New Statewide Coalition to Fight Proposition 23

Oakland, CA -- With polling indicating that minority voters may be the key element in the fate of Proposition 23, a historic Coalition has come together to challenge the Texas oil companies' assault on California's clean-energy law. Communities United Against the Dirty Energy Prop, a coalition of many of the state's most prominent social justice and community-based organizations, will focus on the communities that are at greatest risk should Prop. 23 pass. Communities United is operating separately but in coordination with No on 23: Californians to Stop the Dirty Energy Proposition.

"Proposition 23 will hurt low-income communities and people of color first and worst," said Communities United campaign manager Ian Kim of the Ella Baker Center for Human Rights, "This Dirty Energy Proposition will make air pollution worse and jobs more scarce, especially in communities already burdened by too much pollution and poverty."

Prop 23 is almost exclusively funded by Texas oil interests and other oil companies. Two of the primary funders - Valero and Tesoro - are among the nation's worst toxic polluters. The refineries these two companies run in California are listed among the top ten polluters in our state.

Communities United released a four-page report, "Toxic Twins: Soiling the Southland" detailing recent environmental violations and fines assessed against Valero and Tesoro refineries in the city of Wilmington, CA.

"Low-income communities are facing epidemics of asthma and lung disease due to air pollution, and Prop. 23 will keep it that way," said Strela Cervas, co-coordinator of the California Environmental Justice Alliance. "Contrary to the lies being peddled by the oil companies, Prop. 23 would kill jobs, not save them."

A poll last month by the Public Policy Institute of California found that ethnic state residents were more likely than whites to be concerned about climate change and more likely to see air pollution as a problem.
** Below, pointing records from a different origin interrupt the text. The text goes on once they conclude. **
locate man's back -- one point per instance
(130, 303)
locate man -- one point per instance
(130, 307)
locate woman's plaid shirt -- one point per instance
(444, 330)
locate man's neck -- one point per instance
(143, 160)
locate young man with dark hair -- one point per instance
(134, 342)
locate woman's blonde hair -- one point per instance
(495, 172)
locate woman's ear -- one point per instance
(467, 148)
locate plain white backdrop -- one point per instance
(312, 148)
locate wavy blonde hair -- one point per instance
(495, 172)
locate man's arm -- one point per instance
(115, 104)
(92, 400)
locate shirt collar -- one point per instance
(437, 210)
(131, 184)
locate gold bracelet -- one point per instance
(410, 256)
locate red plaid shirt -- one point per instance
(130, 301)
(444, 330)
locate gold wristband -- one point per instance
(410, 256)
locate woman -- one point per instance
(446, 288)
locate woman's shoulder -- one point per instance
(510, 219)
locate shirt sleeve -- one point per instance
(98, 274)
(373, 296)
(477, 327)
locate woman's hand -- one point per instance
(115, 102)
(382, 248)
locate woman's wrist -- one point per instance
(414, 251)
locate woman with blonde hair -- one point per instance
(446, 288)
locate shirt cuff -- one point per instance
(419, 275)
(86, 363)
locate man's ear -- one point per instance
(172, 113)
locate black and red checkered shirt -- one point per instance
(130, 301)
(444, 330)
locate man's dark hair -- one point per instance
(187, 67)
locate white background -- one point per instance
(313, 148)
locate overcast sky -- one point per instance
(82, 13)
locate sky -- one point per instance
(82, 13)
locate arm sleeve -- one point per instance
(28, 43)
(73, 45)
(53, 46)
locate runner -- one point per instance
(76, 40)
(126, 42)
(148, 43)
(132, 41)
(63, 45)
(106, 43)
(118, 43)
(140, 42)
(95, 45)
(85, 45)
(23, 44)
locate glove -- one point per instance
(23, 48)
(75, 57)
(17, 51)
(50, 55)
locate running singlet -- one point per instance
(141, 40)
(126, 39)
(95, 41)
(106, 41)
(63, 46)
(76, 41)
Communities United is mounting an aggressive, grassroots campaign statewide to educate voters of color about the Dirty Energy Prop. A series of announcements are expected in the coming weeks, including statewide days of action, the naming of the campaign's co-chairs and The Clean Energy Tour, a statewide music tour bringing together the arts, activism and education on college campuses to mobilize the youth vote.